Used Utah American Indian Digital Archive first since it was a large collection. Wanted to do further reconciliation for the names Backstage wasn’t able to match and see if we could enhance the collections even more.
We tested out two different approaches to matching personal names to see what would work best.
Found better results with matching just against LC name authorities, as would be expected since the collection we were working on was a regional Utah collection.
We have no Carlos Santana materials in this collection! Manually reviewed matches in Open Refine.
Updated the desc.all file locally and reindexed the collection to get these changes live.

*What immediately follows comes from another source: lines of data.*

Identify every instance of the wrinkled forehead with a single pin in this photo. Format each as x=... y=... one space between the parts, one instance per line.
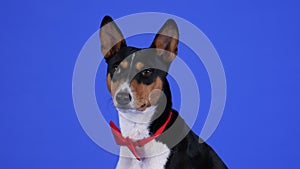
x=135 y=59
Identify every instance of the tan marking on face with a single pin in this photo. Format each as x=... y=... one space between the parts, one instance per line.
x=124 y=64
x=139 y=66
x=112 y=86
x=142 y=93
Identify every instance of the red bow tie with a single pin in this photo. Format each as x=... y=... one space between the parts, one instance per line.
x=120 y=140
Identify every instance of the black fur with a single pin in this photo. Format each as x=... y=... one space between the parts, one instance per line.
x=190 y=152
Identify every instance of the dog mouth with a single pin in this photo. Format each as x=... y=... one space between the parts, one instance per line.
x=129 y=108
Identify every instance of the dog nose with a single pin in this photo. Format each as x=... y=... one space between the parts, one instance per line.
x=123 y=98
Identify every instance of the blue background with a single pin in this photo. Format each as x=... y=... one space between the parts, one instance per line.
x=258 y=43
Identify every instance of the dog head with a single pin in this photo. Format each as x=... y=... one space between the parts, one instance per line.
x=136 y=78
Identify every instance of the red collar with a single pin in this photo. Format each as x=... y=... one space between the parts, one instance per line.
x=120 y=140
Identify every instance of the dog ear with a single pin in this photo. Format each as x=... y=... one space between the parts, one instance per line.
x=166 y=41
x=111 y=37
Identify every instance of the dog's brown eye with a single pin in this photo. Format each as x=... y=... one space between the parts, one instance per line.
x=147 y=73
x=117 y=69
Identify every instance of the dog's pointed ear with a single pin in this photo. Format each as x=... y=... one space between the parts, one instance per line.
x=111 y=37
x=166 y=41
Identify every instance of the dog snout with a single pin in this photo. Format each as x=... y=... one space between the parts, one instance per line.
x=123 y=98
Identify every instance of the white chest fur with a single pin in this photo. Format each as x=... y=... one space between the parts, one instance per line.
x=135 y=126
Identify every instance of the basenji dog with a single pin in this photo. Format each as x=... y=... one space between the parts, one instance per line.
x=152 y=135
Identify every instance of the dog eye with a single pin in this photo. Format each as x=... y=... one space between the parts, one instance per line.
x=147 y=73
x=117 y=69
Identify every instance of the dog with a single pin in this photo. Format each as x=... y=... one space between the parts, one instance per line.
x=152 y=135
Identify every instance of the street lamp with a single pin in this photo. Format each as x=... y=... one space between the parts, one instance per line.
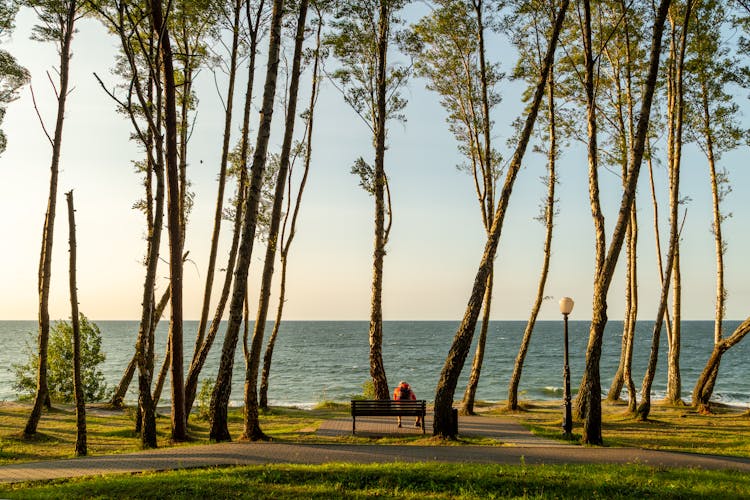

At the end of this we combined all the matched names, and did a further update of the Utah American Indian Digital Archive desc.all collection.
Skip-------
Wright and Carruthers process had 262 undo/redo actions in the open refine project
Page’s reconciliation process resulted in 424 undo/redo actions
Updating manually if only a few changes, but we can also script against the desc.all as we did with UAIDA if any of the other collections have extensive updates.
Create NACO records for notable people
Investigate local controlled vocabularies for more regional personal names
A few weeks ago, our metadata for our CONTENTdm collections was dumped into SOLR.
Expect it will be much easier to work with.
Building unified list of creators and contributors.
Want to explore additional means of reconciliation.
Put URIs in digital collections metadata, test how they appear in our repository, in MWDL, and DPLA.
We have been putting geonames URIs in our metadata, but not personal name URIs yet.
Could easily add the URIs at a future date when our repository can do more with them.
Have several collections now where we have confidence in our metadata being cleaned up and matched to authorities, so this is a great base as we want to explore using Linked Data more.
We have an article coming out in the Journal of Library Metadata that goes into greater detail about what I presented here today. Happy to take your questions.